Estreou-se em 2021. O adversário foi o Coritiba, no Brasileirão, e entrou ao intervalo. Aos 59, marcou o primeiro golo e pagava a aposta do treinador Marcão. O Fluminense reduzia para 2-1 e acabou empatado a três golos. Em outubro, voltou a saltar do banco, agora num jogo de sonho, o dérbi com o Flamengo. Marcou dois golos e o tricolor venceu por 3-1.

No entanto, Kennedy perdeu o momentum, que é como quem diz perdeu-se um pouco a si próprio. Já no ano passado, protagonizou vários casos de indisciplina e foi afastado da equipa principal. Baixou aos juniores, apesar dos 20 anos. Em episódios sucessivos, chegou atrasado para uma viagem para um jogo fora do campeonato, participou num evento em direto nas redes sociais já na madrugada de um encontro, lesionou-se a jogar na rua e faltou a sessões de fisioterapia, entre outros casos. Esteve quase perdido, a sua sorte chamou-se Fernando Diniz. O técnico, contra todos os conselhos que lhe deram, achou que conseguia salvá-lo. O ano de 2022 trazia fé na mudança.

No início de 2023, Kennedy foi emprestado ao Ferroviária para ajudar a equipa no Estadual de São Paulo. A mudança de ares fez-lhe bem. Marcou seis golos em 11 jogos e fez por merecer o regresso à equipa-mãe. Ainda chegou a ser negociado com os norte-americanos Chicago Fire - se tivesse acontecido, não faltaria quem achasse que seria destino dado o seu nome -, mas felizmente para todos, pode hoje dizer-se, as conversas não avançaram. 

Finalmente, conseguiu assentar. Fez dupla com o argentino Germán Cano - também ele fundamental na conquista diante do Boca - ou substituiu-o em algumas partidas. Tornou-se importante. Membro efetivo da equipa.

Na Libertadores, fez quatro golos, incluindo o da final. Marcou em todas as eliminatórias: na segunda mão dos oitavos de final diante dos Argentinos Juniors, no segundo encontro dos quartos frente ao Olimpia, mais uma vez na partida de volta das meias com o Internacional e, hoje, no Maracanã, no grande embate com o Boca. Tudo somado, assistências e remates certeiros, teve sete ações decisivas em dez jogos na competição. É de craque.

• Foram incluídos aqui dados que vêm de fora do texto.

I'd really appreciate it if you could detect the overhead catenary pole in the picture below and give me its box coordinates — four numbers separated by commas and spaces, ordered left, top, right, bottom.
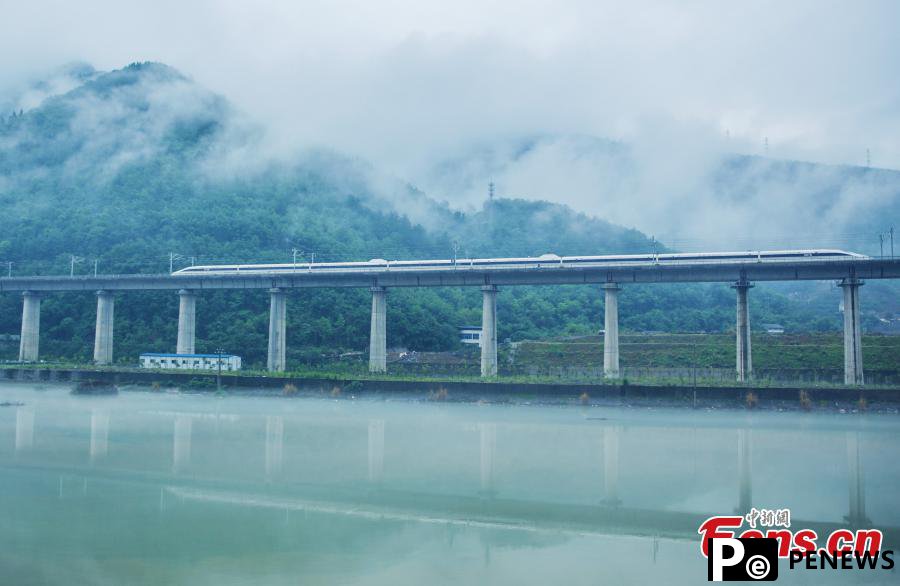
69, 254, 84, 277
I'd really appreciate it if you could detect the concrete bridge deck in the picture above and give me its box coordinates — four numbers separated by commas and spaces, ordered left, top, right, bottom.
0, 251, 900, 385
0, 258, 900, 292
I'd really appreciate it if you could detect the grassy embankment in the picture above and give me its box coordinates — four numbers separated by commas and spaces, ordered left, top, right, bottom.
3, 333, 900, 387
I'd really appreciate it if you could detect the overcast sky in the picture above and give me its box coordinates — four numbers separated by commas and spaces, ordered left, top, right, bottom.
0, 0, 900, 244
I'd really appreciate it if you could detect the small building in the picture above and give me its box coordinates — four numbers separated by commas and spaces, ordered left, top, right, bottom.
140, 352, 241, 370
459, 326, 481, 348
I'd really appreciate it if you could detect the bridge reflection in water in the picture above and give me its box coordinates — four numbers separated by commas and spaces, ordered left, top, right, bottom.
0, 391, 900, 580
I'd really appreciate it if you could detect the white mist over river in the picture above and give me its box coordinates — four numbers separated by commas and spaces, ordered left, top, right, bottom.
0, 383, 900, 586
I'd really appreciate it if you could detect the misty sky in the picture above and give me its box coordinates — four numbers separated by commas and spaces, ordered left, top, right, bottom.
0, 0, 900, 246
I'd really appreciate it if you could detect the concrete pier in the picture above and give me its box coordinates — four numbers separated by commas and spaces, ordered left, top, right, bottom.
481, 285, 497, 376
175, 289, 197, 354
603, 283, 620, 378
840, 279, 865, 385
369, 287, 387, 372
19, 291, 41, 362
267, 289, 287, 372
731, 279, 753, 383
94, 290, 115, 364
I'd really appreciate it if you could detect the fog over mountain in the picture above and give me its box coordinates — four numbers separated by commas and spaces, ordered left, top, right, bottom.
0, 0, 900, 252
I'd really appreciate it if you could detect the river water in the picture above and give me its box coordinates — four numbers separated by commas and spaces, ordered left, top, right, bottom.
0, 383, 900, 586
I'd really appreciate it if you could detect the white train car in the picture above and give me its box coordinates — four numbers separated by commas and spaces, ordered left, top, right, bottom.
172, 249, 868, 275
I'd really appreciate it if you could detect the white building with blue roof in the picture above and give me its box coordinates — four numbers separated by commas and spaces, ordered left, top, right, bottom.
140, 352, 241, 370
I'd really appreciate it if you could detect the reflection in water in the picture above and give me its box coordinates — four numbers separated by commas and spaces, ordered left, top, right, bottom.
478, 423, 497, 495
0, 387, 900, 585
603, 426, 619, 507
266, 415, 284, 480
16, 408, 34, 452
847, 431, 870, 527
172, 414, 193, 472
735, 429, 753, 515
91, 410, 109, 462
369, 419, 384, 484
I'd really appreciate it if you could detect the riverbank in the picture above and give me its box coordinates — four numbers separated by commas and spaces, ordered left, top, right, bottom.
0, 368, 900, 412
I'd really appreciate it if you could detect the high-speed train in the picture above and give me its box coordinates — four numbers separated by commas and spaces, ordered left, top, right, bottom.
172, 249, 868, 275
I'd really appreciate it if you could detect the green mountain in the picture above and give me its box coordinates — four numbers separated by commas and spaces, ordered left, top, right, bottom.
0, 63, 884, 365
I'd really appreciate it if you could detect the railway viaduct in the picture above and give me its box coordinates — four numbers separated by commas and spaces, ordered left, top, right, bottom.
0, 257, 900, 385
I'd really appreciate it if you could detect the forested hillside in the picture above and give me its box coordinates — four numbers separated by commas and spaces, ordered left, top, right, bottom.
0, 64, 880, 364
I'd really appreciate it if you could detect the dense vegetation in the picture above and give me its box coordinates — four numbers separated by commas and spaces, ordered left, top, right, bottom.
0, 64, 888, 365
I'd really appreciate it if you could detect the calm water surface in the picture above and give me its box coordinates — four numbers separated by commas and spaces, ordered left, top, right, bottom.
0, 384, 900, 585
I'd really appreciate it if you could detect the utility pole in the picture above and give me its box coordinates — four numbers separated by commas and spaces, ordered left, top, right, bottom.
216, 348, 225, 392
69, 254, 84, 277
169, 252, 184, 273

Aos 80 minutos, Fernando Diniz chamou-o e disse-lhe: «Tu vais marcar o golo da vitória!» Ter-se-á arrependido nove minutos depois quando o jovem viu o primeiro amarelo, mas Kennedy não se importou. Lá continuou a jogar ao seu jeito, irreverente, tentando mexer com o encontro. Aos 99 minutos, Keno amorteceu e ele foi com tudo. Puxou a culatra atrás e colocou todo o peso do seu corpo no tiro. A bola entrou junto ao poste esquerdo. Sergio Romero, o especialista em penáltis - à boa imagem de Sergio Goycochea, que carregou a Argentina de desempate em desempate até à final com a Alemanha, e acabou eliminado com um pontapé de Andreas Brehme dos 11 metros -, estava batido.

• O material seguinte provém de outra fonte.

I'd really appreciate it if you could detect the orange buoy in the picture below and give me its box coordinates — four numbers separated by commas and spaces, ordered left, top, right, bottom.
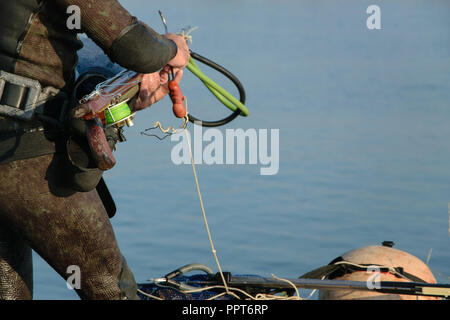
319, 245, 440, 300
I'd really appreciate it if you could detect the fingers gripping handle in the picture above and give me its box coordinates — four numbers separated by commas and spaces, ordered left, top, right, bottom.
169, 80, 186, 118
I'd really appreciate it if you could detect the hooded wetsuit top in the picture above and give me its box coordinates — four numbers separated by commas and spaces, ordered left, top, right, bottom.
0, 0, 177, 91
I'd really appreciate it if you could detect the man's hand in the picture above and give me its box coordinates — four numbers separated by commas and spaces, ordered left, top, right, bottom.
134, 66, 183, 111
165, 32, 191, 69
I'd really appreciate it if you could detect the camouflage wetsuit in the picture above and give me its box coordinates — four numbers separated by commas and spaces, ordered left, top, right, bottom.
0, 0, 177, 299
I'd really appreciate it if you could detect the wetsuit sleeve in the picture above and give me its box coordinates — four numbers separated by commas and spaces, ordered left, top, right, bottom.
56, 0, 177, 73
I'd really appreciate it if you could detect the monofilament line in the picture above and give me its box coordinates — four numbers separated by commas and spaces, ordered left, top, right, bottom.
184, 128, 229, 294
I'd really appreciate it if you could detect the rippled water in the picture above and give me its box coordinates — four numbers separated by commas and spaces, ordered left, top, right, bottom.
34, 0, 450, 299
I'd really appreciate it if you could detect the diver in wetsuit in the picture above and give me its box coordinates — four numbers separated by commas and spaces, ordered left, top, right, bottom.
0, 0, 189, 299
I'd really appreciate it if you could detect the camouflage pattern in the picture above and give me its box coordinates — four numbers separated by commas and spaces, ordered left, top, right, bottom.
14, 0, 137, 90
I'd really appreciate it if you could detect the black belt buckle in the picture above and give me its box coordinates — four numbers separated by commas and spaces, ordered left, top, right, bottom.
0, 71, 42, 121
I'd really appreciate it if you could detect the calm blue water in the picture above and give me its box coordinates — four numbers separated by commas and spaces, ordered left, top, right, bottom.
34, 0, 450, 299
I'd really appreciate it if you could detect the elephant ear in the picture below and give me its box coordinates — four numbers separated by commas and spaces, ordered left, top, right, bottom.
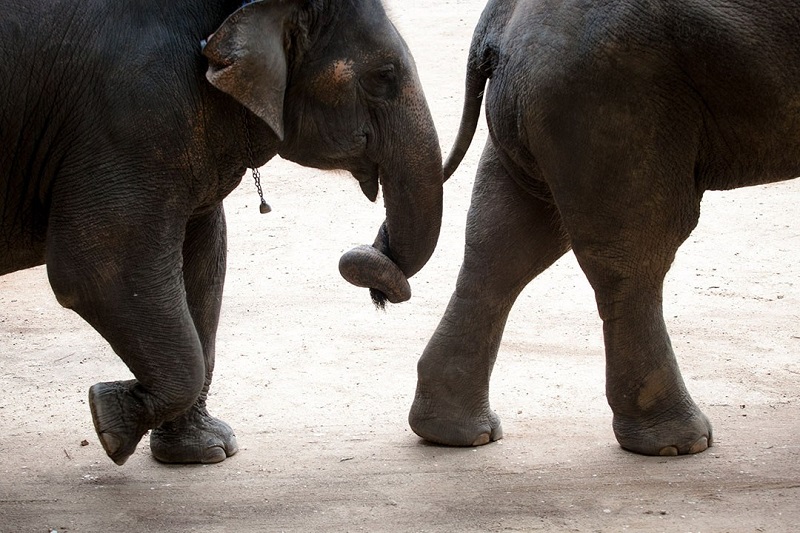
203, 0, 297, 140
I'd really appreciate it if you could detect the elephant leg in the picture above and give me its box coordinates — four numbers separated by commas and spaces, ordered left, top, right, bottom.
47, 198, 205, 465
409, 140, 569, 446
553, 149, 712, 455
150, 205, 238, 463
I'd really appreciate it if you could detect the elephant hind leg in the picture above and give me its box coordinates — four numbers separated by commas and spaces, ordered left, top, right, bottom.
409, 140, 569, 446
553, 140, 712, 455
47, 209, 205, 465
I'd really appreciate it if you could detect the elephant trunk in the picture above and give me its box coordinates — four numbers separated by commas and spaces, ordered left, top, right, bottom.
339, 81, 444, 307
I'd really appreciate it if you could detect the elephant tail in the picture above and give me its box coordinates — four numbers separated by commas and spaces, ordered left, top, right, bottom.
444, 43, 493, 181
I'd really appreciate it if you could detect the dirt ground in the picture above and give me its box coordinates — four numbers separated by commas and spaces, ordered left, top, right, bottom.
0, 0, 800, 533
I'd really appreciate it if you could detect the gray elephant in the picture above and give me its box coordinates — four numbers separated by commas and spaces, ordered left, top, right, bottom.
409, 0, 800, 455
0, 0, 442, 464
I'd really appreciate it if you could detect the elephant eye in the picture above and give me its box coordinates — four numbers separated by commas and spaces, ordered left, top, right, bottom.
361, 65, 397, 98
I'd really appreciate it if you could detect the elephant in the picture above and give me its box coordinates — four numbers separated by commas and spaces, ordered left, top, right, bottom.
0, 0, 443, 465
408, 0, 800, 456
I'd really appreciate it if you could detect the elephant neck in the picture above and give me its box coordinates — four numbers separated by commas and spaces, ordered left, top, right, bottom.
240, 106, 280, 169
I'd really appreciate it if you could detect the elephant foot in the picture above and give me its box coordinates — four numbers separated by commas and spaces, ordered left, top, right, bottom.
408, 385, 503, 446
613, 402, 713, 456
89, 380, 149, 466
150, 404, 239, 464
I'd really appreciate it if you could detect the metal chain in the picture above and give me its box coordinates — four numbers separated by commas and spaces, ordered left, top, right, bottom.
242, 108, 272, 215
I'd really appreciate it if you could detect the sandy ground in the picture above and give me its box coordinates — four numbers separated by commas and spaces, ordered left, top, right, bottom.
0, 0, 800, 533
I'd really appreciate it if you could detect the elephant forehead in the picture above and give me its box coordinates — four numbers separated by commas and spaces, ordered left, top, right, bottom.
312, 59, 355, 105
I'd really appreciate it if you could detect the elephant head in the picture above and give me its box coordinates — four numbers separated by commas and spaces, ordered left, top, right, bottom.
204, 0, 443, 305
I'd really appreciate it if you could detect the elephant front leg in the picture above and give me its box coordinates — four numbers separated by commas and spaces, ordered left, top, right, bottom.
150, 206, 238, 463
409, 141, 569, 446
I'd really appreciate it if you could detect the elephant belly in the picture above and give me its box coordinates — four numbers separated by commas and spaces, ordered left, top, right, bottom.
0, 235, 44, 276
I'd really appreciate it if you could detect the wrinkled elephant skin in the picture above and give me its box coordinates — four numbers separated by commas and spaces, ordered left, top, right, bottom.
409, 0, 800, 455
0, 0, 442, 464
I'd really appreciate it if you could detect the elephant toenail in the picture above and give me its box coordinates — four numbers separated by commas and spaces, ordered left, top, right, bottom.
472, 433, 491, 446
689, 437, 708, 453
202, 446, 227, 464
98, 433, 122, 455
658, 446, 678, 457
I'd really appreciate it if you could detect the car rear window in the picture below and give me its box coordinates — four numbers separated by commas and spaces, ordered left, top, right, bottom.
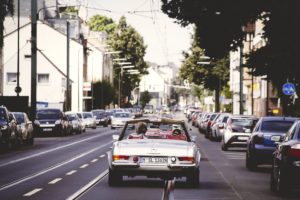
261, 120, 294, 133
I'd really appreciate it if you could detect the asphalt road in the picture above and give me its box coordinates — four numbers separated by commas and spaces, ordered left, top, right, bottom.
0, 115, 300, 200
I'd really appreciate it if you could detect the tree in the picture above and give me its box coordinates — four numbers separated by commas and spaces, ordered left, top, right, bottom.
162, 0, 300, 115
180, 30, 229, 112
0, 0, 14, 49
140, 90, 152, 109
87, 15, 117, 37
89, 80, 116, 109
108, 17, 148, 107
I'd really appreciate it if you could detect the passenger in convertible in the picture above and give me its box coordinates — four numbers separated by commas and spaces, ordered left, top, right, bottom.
128, 122, 147, 139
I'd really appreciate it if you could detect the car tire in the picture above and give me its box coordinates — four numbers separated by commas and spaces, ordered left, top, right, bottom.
246, 151, 257, 171
108, 169, 123, 186
276, 167, 288, 196
186, 168, 200, 187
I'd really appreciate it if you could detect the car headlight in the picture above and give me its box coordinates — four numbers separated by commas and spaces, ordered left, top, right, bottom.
1, 125, 8, 130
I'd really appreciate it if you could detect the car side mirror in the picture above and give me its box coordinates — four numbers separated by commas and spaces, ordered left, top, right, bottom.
112, 135, 120, 141
245, 128, 251, 133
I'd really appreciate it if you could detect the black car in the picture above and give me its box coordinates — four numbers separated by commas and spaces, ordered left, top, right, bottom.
246, 116, 297, 170
34, 108, 71, 136
0, 106, 18, 150
13, 112, 34, 145
270, 121, 300, 194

A explosão de felicidade, ao marcar o golo que podia ser decisivo para a conquista do troféu há muito perseguido pelo clube no maior palco continental e talvez mundial, foi tal que levou-o a festejar de forma louca, com os adeptos, libertando o caos. O colombiano Wilmar Roldán Pérez não evitou o excesso de zelo e expulsou-o, com o segundo amarelo. Foi o primeiro vermelho da carreira. Logo agora, no dia mais importante da sua vida.

O golo tinha espoletado a festa. Marcelo, aos 35 anos, depois de já ter ganho tudo, chorava de alegria. Luis Advíncula, o peruano que representou o Vitória de Setúbal e tinha empatado a final, deixa cair lágrimas de tristeza. Percebeu ali que tinha acabado para os xeneize. Fabra ajudou com um vermelho de raiva. E o Fluminense pôde por fim festejar a PRIMEIRA.

John Kennedy viu recompensado todo o esforço. Percebeu que podia ter um final feliz. E que a vida dá mesmo muitas voltas.